Distributed Information Retrieval, Search and Processing in Astronomy

PhD Thesis Defended Université Louis Pasteur, 2000 January 21
Thesis in Postscript, and in gzipped Postscript.

    The thesis aims at improving information retrieval and knowledge discovery in astronomy. Massive amounts of heterogeneous data are used in astronomy, and they require precise metadata. The publication, done more and more on the internet, involves the use of multimedia objects, like images or other scientific data requiring an interaction to be properly viewed.
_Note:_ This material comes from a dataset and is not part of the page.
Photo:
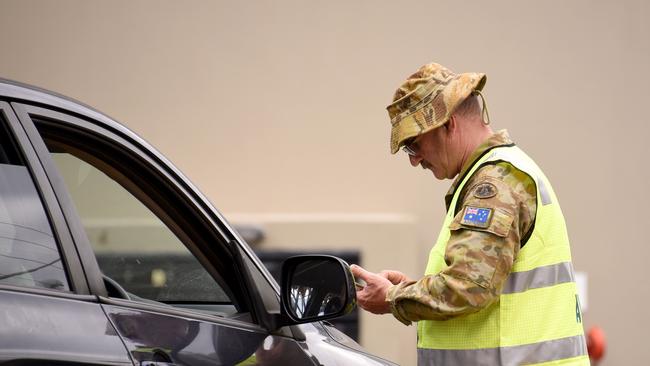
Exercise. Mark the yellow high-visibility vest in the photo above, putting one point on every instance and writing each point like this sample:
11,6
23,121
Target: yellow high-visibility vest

    Today, various file formats are used to exchange and process this information. These files are transformed into HTML for publication on the internet, and a limited interaction is possible with the use of HTML forms and CGI programs, for instance to enable searching. The HTML documents used are mixing data content information and user interface information, thus providing only a way to access the information without providing a way of reusing it. Sometimes, the original data files are available by FTP, but then the selection of the data done with the HTML forms is lost, and a user has to download more data than needed. Obviously, these solutions are not adapted to the needs of information retrieval in astronomy.

    While good solutions exist to store and process purely unstructured data, strictly structured data, or graphic multimedia objects, a better support was needed for documents mixing structured, unstructured data, and multimedia objects. Also, a standard metadata syntax was required. Current metadata languages are either too specific for a discipline, or too general with only very few elements.

    Based on the concept of object-oriented information, and on flexible data and software structures, the solutions tested in the course of the thesis provide a new way of exchanging data and searching it. With these improvements in information retrieval, knowledge discovery using distributed collections of documents becomes possible, thus opening a new powerful tool for research.

    The new XML language is the most important basis of the framework: XML, a new markup meta-language based on SGML and optimised for the internet, provides a uniform, flexible yet rigorous way of storing complex multimedia data and metadata. A number of other standards are based on XML, and have been studied and used in the course of the thesis: XLink is a standard syntax to link XML documents, XSL is a stylesheet language to define a user interface for an XML language, and the Namespaces provide a way to use different XML languages in a single XML document.

    Based on XML, a new language for astronomical data and metadata has been created: AML, Astronomical Markup Language. AML is composed of a number of objects (currently: astronomical object, article, image, table, set of tables, person and project) that can be expressed in a unified way. AML is designed for information retrieval and knowledge discovery, with a standard linking system based on XLink. It is also designed to handle scientific data, and it provides customisation possibilities.

    A Java browser to display these objects, with a different Java class for each object, has been created. Each object can be browsed with a specific software module, sometimes performing very specific operations, such as displaying astronomical images. The many links between the objects can be followed, thus allowing a navigation similar to the one used on the World-Wide-Web.

    A knowledge discovery application is the AML map: a set of AML documents is clustered automatically with the information residing in the links between the documents, and the keywords available for some objects. This clustering is done with an improved graph-partitioning algorithm, and the resulting classification can be browsed with a semantic map interface linked to the AML browser. With the data unification provided by AML, this lets users cluster various heterogeneous objects in a unique synthetic classification. This method of classification has been evaluated and compared with the Kohonen map method and another method used within the Tétralogie system.

    As a number of search systems already exist to perform complex distributed searches, it wasn't needed to design a completely new framework. Instead, existing frameworks (Harvest, Ingrid and Emerge) have been extended to make use of AML. Harvest is divided into 3 software modules: the client, with the user interface, the gatherer, gathering the indexed information on each provider site, and the broker, searching through the indexed data to execute client queries. Ingrid uses a similar framework, but in a more distributed way: links are created between the resources, so that a search can focus on a sub-graph of the grid, without needing to use the metadata for all the resources. Emerge is based on the Z39.50 protocol, to allow complex and interactive queries to be executed on the different servers. Each extended framework was successfully applied to collections of AML documents, thus providing a way to search through various heterogeneous datasets.

    Finally, efforts were made to promote XML to the astronomical community, and apply the new developments in existing data centres. In particular, AML is becoming the new internal format for metadata in the ADIL (Astronomy Digital Image Library). The adoption of new standards is one of the most important tasks to improve information retrieval, but it is a slow process, and is still ongoing when technical solutions are already existing. However, a path is now set out for the improvements, and there is great hope for the future of knowledge discovery in astronomy.